Will have an option to create a matview without filling it with data. pg_dump would use this. Would deal with the various ways of updating matviews, like incremental, later. If you wanted incremental updates on a matview which is too complex it would error. Further down, doing incremental updates via queueing mechanism.

Also, there's the optimizer -- substituting matviews for base tables automatically. That would be much later. Josh mentioned that someone had already written code for that. KaiGai asked about SE-Postgres and matviews, and discussed it with Kevin.
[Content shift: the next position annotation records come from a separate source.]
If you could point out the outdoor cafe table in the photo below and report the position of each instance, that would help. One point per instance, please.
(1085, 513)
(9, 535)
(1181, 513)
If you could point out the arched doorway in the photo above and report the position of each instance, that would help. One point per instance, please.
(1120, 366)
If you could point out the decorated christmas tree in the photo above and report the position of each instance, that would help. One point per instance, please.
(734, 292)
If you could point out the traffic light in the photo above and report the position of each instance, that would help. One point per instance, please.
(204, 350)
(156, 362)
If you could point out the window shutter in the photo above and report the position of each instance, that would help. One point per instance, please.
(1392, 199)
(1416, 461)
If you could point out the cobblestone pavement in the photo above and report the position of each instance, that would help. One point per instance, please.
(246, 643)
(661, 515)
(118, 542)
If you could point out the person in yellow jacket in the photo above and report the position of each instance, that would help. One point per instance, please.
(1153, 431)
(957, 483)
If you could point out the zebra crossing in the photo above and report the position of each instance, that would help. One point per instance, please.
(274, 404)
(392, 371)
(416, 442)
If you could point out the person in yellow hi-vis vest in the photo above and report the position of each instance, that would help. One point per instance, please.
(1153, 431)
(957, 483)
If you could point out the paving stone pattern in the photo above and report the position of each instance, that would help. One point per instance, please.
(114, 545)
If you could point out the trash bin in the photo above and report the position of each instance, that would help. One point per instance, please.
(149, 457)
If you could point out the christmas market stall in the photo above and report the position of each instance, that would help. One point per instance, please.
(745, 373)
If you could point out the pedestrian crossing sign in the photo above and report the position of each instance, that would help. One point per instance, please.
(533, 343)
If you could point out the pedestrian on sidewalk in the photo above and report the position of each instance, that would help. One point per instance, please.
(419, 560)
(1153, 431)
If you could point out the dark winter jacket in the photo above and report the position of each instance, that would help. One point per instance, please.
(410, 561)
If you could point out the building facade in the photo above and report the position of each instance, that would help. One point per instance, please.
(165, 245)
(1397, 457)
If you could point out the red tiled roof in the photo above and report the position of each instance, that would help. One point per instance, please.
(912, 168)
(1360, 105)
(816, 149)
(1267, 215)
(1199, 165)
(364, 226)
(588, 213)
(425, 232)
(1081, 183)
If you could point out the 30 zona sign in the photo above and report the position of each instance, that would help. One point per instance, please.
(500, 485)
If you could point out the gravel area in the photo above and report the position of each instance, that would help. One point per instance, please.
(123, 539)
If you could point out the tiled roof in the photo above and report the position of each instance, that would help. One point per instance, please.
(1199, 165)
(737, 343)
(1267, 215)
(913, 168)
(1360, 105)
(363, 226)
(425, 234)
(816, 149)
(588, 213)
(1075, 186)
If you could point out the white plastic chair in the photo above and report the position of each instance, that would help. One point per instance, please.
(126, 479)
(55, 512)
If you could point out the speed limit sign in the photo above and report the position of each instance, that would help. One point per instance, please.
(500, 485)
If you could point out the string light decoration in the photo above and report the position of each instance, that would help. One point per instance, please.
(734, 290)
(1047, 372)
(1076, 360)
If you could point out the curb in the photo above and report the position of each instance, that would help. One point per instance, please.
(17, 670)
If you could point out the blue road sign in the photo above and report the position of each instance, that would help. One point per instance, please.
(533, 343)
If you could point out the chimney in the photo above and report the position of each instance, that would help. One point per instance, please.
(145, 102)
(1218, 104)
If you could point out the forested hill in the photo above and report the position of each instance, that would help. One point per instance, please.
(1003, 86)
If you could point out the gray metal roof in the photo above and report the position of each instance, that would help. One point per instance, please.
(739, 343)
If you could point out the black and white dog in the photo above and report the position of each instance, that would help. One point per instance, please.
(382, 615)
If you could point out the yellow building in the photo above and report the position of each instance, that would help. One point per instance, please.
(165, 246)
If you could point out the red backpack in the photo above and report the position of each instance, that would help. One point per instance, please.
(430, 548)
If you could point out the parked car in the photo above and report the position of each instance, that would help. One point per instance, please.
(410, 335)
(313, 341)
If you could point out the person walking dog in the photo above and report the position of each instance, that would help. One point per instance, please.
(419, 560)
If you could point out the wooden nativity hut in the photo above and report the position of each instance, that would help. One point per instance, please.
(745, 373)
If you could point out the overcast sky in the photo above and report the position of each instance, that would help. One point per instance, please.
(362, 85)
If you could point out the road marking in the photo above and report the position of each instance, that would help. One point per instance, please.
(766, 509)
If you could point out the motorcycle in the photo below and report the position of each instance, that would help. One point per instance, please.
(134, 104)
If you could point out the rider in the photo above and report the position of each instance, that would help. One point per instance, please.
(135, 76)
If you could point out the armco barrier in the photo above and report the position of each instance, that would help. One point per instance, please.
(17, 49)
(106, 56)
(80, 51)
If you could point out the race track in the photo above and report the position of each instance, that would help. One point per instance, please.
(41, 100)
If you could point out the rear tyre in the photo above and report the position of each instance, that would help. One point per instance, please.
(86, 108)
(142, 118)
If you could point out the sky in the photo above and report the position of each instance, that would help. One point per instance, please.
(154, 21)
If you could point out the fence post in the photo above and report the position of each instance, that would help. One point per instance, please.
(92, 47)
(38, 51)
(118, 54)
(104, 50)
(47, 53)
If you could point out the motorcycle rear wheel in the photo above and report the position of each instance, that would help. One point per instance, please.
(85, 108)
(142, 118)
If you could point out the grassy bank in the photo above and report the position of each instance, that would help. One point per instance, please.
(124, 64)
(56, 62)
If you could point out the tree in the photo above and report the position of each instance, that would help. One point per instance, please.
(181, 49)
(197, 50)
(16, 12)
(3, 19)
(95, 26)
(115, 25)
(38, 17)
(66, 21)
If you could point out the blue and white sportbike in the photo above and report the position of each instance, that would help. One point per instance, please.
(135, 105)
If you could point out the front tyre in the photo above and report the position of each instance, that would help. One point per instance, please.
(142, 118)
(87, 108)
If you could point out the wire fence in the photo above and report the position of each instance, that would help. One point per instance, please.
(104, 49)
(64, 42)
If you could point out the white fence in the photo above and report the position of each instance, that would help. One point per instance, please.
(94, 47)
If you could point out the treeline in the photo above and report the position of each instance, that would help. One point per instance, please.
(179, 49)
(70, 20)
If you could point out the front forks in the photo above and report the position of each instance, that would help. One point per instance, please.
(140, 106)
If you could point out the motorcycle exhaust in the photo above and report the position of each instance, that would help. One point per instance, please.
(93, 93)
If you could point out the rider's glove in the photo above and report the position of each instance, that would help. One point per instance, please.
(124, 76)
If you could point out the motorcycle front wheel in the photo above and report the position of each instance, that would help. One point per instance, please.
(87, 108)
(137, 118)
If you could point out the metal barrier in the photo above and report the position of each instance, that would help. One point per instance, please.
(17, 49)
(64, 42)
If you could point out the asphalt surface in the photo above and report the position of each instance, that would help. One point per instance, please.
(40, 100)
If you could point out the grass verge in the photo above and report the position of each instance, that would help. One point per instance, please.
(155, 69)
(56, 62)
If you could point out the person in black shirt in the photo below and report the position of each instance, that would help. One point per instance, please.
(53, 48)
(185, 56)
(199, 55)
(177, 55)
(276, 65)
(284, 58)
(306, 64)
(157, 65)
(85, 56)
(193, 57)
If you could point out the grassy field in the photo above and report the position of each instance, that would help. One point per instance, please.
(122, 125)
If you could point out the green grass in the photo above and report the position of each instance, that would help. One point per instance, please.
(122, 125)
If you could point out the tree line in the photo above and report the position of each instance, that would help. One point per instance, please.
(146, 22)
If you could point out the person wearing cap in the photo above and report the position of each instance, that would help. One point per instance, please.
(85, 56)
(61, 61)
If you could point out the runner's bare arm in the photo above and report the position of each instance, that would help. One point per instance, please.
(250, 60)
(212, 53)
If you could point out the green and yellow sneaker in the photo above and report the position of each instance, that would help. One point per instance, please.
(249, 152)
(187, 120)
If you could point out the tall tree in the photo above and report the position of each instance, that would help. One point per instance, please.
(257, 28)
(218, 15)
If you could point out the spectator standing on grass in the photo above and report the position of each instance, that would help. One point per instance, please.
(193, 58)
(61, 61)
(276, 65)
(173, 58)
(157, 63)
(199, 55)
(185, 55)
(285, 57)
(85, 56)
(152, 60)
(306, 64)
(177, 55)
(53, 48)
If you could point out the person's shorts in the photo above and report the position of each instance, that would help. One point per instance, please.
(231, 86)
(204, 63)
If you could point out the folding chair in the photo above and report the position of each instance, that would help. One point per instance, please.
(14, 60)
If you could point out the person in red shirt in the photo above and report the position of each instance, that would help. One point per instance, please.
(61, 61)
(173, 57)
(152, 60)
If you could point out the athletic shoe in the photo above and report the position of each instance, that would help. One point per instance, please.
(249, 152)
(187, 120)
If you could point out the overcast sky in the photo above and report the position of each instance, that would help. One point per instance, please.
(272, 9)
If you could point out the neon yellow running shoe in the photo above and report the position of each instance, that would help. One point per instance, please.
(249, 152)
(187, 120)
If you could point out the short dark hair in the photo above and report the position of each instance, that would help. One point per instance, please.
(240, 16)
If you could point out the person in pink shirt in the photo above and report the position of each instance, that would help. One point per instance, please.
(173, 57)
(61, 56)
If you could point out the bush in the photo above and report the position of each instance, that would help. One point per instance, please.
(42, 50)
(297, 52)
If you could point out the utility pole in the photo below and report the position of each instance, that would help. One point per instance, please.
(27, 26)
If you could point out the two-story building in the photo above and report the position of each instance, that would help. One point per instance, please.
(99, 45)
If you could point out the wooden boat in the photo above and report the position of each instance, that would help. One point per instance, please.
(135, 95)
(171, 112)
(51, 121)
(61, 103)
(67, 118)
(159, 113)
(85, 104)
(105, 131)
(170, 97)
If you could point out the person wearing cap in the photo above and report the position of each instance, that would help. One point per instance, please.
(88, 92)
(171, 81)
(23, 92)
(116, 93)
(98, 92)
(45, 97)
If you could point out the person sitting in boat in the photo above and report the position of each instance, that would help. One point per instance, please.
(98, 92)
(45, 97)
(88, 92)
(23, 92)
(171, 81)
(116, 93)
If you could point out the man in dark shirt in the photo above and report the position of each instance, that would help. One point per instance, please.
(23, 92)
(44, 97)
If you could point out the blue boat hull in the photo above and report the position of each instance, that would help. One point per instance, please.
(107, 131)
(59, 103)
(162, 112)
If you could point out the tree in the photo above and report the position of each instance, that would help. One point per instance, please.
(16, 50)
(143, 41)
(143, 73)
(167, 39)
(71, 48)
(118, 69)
Josh also asked about eventually doing on-request refresh.

Simon wants us to call it something different from Materialized Views, becuase we won't have the optimizer stuff which Oracle does. Kevin is calling it declarative materialized views. And it's not clear that we want to handle query rewrite the same way Oracle does. We can have synchronous update of matviews, but more useful is queueing updates of the views to that they are "eventually consistent". Kevin talked about cranky judges.

Phase I is just do do the object type and manual refresh. Incremental update will be later. There's a couple other things you can do if you can guarantee that the matview data would produce the same result. There was discussion around what to call the feature given that we'll be implementing matviews in several releases.

Dimitri suggested that we could use matviews as a working concept for correlation stats. Simon discussed issues of setting acceptable staleness at data request time, both for matviews and for replication.

=== In place upgrades & Checksums ===

Where had the page format discussion gone wrong in the past? There's 4 issues:

* adding more bytes in the header
* having multiple page views
* time required to upgrade

The whole discussion talked about 32-bit checksums. But with 16-bit checksums, we could borrow pg_tli, and add a checksummed bit. Greg said we bump the page format, Robert said no. Greg wants us to "get practice" in having new page formats. We need to flag whether or not the page is checksummed. Will we ever need 32-bit checksums? If we implement 16-bit, we'll find out.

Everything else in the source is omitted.